崩壊危険地がわかりやすい地図を道づくりに活用する(その3)〜CS立体図から見えてくる崩壊危険地〜

(岐阜県森林研究所) 和多田 友宏



【はじめに】

森林内で壊れにくい道を作るためには、事前に崩壊危険地を見つけ、それを避ける技術が必要です。崩壊危険地がわかりやすい地図は、本誌759号と768号で紹介しましたが、今回は759号で紹介した「CS立体図」から見えてくる崩壊危険地のうち「断層」と「地すべり地形」を紹介します。

【断層】

県内には、活断層として公開されているもの以外に、過去にずれた断層が数多く存在します。断層は、地層や岩盤に力がかかり、割れてこすれ合いながら移動した状態であり、断層線の周囲はもろくなっています。岩の部分ともろくなって風化した部分の境界線は、水の通り道となり、崩壊が発生しやすいです。 このように、もろくなっている断層線上には、直線状の谷が形成されます。CS立体図では谷線が青く着色されるため、断層による谷が判別しやすく表現されます (図1)。

     
図1 断層の判読例
  
図1 断層の判読例

【地すべり地形】

森林内には、地すべり地形と呼ばれる箇所が、数多く存在し、現状では動きが止まっている箇所もあります。これらを、地すべり地形と気づかず、脚部を掘削したり、頭部に土を盛ったりすると再びすべり出し、大きな崩壊につながる可能性があります(図2)。 地すべり地形は、地形図の等高線だけでは見つけにくいですが、CS立体図を利用すると、視覚的に判別しやすくなります。地形図では谷線が馬てい形(馬のひづめ状)に表現されますが、CS立体図では移動体(地すべりとして移動するかたまり)も含めて、よりわかりやすく表現されます(図3)。

図2 地すべり地形でやってはいけない施業
図2 地すべり地形でやってはいけない施業
図3 CS立体図を利用した地すべり地形の判読例
図3 CS立体図を利用した地すべり地形の判読例

【おわりに】

CS立体図からは、今回紹介した他にも様々な情報が視覚的に判別できます。こういったわかりやすい地図を活用し、道づくりに活かすことで、災害を減らす「減災」は可能です。

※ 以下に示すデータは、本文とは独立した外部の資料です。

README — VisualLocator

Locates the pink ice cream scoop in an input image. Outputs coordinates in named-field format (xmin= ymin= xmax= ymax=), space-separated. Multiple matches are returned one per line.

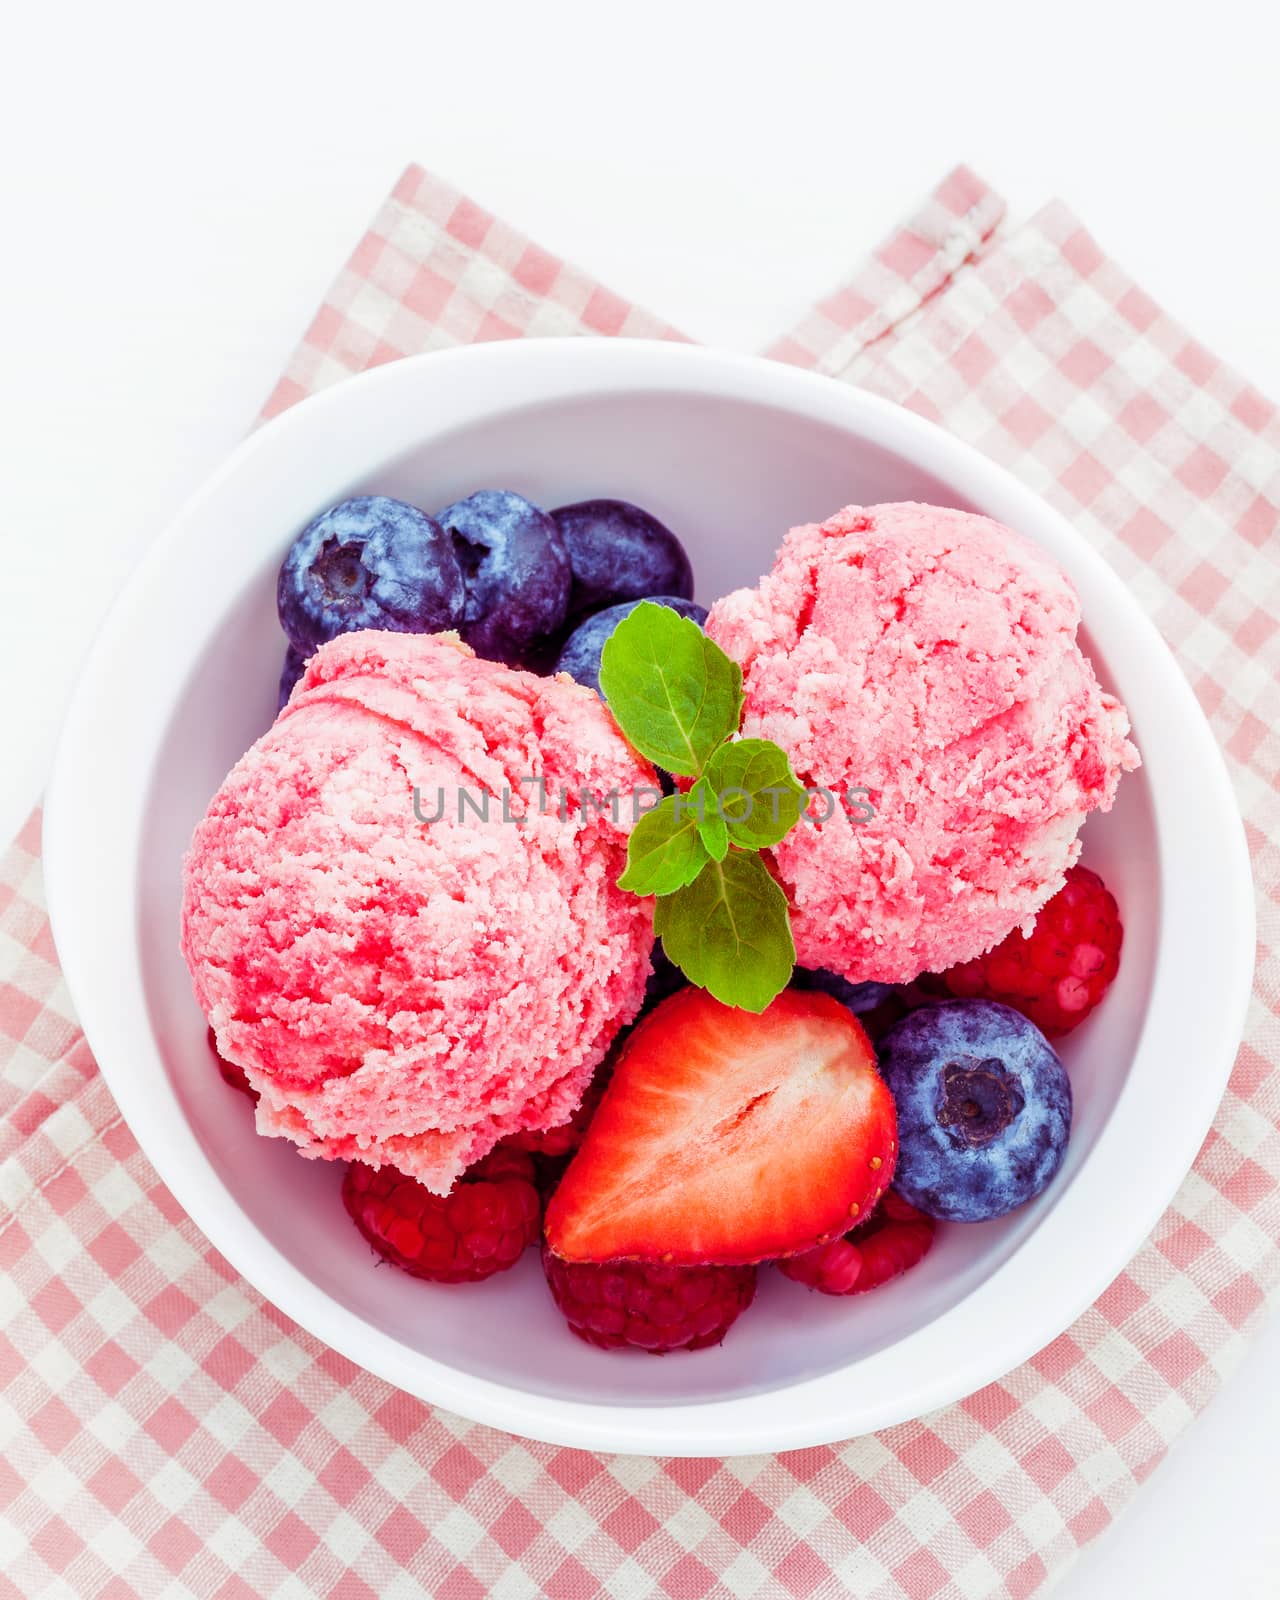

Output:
xmin=706 ymin=503 xmax=1139 ymax=984
xmin=181 ymin=630 xmax=656 ymax=1193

現在、森林研究所では、CS立体図の他にも崩壊危険地の判別に役立つ地図の作成や、壊れにくい道づくりのために注意すべきポイントを明らかにする研究に、取り組んでいます。 CS立体図等は森林研究所や各農林事務所で入手可能ですので、「壊れにくい道づくり」のために、ご活用していただければ幸いです。